Masalah tindak pidana dan sanksi pidana diatur dalam Pasal 2 sampai dengan Pasal 18 dan tindak pidana lain yang berkaitan dengan tindak pidana perdagangan orang diatur dalam Pasal 19 sampai dengan Pasal 27 UU PTPPO. Pengertian umum pengertian tindak pidana perdagangan orang dirumuskan dalam Pasal 1 butir 1 UU PTPPO adalah setiap tindakan atau serangkaian tindakan yang memenuhi unsur-unsur tindak pidana yang ditentukan dalam UU PTPPO. Sedangkan unsur-unsur tindak pidana perdagangan orang Pasal 1 butir 2 UU PTPPO adalah setiap orang yang melakukan perekrutan, pengangkutan, penampungan, pengiriman, pemindahan, atau penerimaan seseorang dengan ancaman kekerasan, penggunaan kekerasan, penculikan, penyekapan, pemalsuan, penipuan, penyalahgunaan kekuasaan atau posisi rentan, penjeratan utang atau memberi bayaran atau manfaat walaupun memperoleh persetujuan dari orang yang memegang kendali atas orang lain, untuk tujuan mengeksploitasi orang tersebut di wilayah negara Republik Indonesia.

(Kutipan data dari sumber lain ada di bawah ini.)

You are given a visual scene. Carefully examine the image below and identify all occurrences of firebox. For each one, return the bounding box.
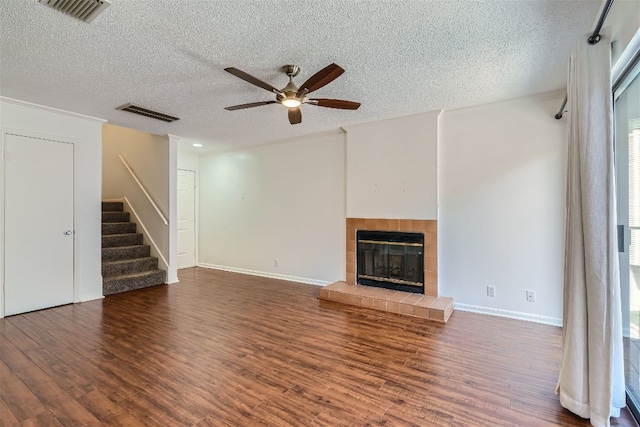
[356,230,424,294]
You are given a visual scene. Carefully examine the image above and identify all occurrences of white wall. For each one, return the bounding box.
[438,92,566,324]
[102,124,170,276]
[345,111,440,219]
[0,98,103,314]
[198,132,346,284]
[178,150,200,176]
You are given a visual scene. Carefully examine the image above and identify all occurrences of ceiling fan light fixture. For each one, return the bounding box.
[280,98,302,108]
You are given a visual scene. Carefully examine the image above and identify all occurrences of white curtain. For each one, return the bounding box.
[557,28,625,427]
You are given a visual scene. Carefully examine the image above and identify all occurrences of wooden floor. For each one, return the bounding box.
[0,268,635,427]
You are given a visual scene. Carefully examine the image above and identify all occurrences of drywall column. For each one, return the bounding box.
[167,135,180,283]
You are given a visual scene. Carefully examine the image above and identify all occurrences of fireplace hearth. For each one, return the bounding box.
[356,230,424,294]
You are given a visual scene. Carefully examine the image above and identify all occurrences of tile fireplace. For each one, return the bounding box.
[346,218,438,297]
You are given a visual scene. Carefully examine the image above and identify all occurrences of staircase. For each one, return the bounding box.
[102,202,166,295]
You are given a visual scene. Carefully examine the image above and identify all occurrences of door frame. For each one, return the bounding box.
[0,128,80,319]
[176,168,200,268]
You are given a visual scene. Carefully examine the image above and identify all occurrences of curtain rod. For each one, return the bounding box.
[554,0,613,120]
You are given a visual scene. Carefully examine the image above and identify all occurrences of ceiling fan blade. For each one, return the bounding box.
[298,64,344,93]
[309,98,360,110]
[224,101,277,111]
[224,67,280,93]
[289,108,302,125]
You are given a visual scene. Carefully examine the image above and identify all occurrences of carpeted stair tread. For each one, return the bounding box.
[102,202,124,212]
[102,212,131,222]
[102,270,166,295]
[102,257,158,278]
[102,233,143,248]
[102,245,151,262]
[102,202,167,295]
[102,222,136,236]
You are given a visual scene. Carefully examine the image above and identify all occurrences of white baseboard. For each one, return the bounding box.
[453,303,562,327]
[198,263,334,286]
[76,294,104,302]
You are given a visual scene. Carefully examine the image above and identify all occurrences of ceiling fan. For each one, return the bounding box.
[224,64,360,125]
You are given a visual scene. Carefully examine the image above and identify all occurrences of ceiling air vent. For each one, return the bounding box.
[38,0,111,24]
[116,103,180,122]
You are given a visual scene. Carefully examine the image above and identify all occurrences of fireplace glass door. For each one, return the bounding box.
[356,230,424,293]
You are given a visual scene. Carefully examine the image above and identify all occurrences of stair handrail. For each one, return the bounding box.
[118,154,169,225]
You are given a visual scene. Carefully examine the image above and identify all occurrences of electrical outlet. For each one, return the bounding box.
[527,290,536,302]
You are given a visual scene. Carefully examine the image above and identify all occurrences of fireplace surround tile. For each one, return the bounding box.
[345,218,438,297]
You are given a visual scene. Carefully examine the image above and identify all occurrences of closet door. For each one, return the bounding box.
[4,134,74,316]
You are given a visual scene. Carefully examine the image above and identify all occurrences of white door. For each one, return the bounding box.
[4,135,74,315]
[178,169,196,268]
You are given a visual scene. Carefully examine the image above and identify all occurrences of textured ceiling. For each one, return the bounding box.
[0,0,601,149]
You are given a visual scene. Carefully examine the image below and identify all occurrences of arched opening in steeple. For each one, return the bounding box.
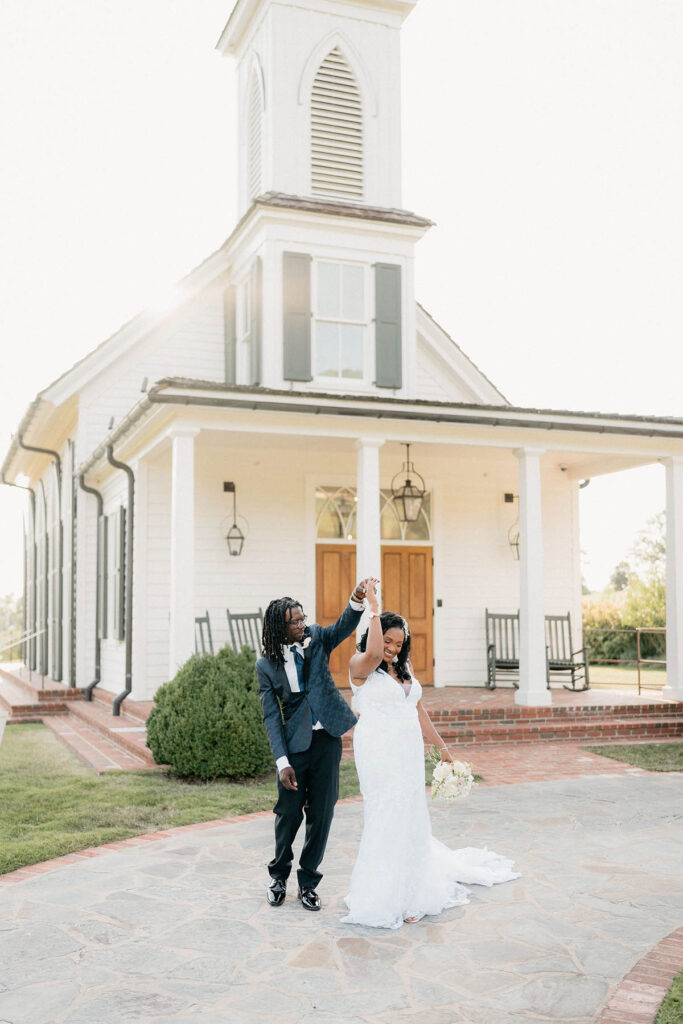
[310,46,364,201]
[247,61,264,200]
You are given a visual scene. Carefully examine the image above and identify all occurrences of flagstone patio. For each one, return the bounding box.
[0,772,683,1024]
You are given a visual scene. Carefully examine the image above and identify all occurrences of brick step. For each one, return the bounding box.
[437,715,683,743]
[0,669,83,703]
[342,715,683,751]
[429,701,683,725]
[0,676,67,722]
[45,713,156,775]
[63,700,155,767]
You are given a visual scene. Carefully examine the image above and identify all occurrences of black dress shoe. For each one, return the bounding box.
[266,879,287,906]
[299,887,321,910]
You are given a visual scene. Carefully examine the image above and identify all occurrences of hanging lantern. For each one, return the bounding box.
[223,480,245,556]
[391,444,426,522]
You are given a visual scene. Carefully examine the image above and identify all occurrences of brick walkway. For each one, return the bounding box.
[0,772,683,1024]
[600,928,683,1024]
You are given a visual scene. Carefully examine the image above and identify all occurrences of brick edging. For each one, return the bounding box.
[600,928,683,1024]
[0,797,362,889]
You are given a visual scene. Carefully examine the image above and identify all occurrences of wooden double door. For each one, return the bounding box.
[315,544,434,686]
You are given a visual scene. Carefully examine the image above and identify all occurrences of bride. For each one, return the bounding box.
[342,586,519,928]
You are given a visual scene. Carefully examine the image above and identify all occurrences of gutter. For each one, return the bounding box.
[78,473,104,700]
[105,443,135,716]
[16,433,64,689]
[77,380,683,481]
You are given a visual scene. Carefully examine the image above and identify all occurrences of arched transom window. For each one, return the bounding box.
[247,66,263,199]
[315,487,431,544]
[310,46,362,200]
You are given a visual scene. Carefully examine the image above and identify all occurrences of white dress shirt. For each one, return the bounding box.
[275,597,365,774]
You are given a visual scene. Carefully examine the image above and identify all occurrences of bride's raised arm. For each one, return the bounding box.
[348,580,384,686]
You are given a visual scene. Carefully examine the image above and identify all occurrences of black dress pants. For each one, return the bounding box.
[268,729,342,889]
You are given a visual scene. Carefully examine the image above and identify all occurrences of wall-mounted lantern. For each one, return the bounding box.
[503,492,519,562]
[223,480,245,556]
[391,443,427,522]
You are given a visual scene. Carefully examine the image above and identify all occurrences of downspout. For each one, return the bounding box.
[0,470,38,671]
[106,444,135,715]
[38,479,50,685]
[78,473,104,700]
[16,434,63,688]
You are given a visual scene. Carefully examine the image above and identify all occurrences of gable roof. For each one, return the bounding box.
[417,302,510,406]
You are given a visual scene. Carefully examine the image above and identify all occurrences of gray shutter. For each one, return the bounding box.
[223,285,238,384]
[375,263,403,388]
[97,515,109,640]
[248,256,263,385]
[47,523,59,680]
[283,253,312,381]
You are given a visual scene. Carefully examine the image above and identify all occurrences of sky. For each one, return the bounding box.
[0,0,683,594]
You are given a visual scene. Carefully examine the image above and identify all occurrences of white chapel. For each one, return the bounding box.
[2,0,683,714]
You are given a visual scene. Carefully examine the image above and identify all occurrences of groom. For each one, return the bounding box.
[256,580,368,910]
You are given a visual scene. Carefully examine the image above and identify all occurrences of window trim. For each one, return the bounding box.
[310,256,375,391]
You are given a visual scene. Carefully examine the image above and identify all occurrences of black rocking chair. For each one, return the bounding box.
[225,608,263,657]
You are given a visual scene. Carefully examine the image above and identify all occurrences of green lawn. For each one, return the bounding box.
[585,740,683,770]
[0,725,368,874]
[654,972,683,1024]
[0,725,481,874]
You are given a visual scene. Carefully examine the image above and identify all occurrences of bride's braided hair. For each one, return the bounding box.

b. Masalah Kesalahan atau Pertanggungjawaban Pidana

Kesalahan atau pertanggungjawaban pidana atas tindak pidana perdagangan orang diatur dalam Bab II tentang Tindak Pidana Pasal 2 sampai dengan Pasal 18 dan Bab III tentang Tindak Pidana Lain Yang Berkaitan Dengan Tindak Pidana Perdagangan Orang Pasal 19 sampai dengan Pasal 27 dan Bab VIII Ketentuan Peralihan Pasal 64 UU PTPPO.

c. Pidana dan Pemidanaan

Sanksi pidana diatur dalam Bab II tentang Tindak Pidana Pasal 2 sampai dengan Pasal 18 dan Bab III tentang Tindak Pidana Lain Yang Berkaitan Dengan Tindak Pidana Perdagangan Orang Pasal 19 sampai dengan Pasal 27 UU PTPPO, yaitu dipidana penjara paling singkat 1 satu tahun dan paling lama 15 lima belas tahun dan pidana denda paling sedikit Rp40.000.000,00 empat puluh juta rupiah dan paling banyak Rp5.000.000.000,00 lima milyar rupiah.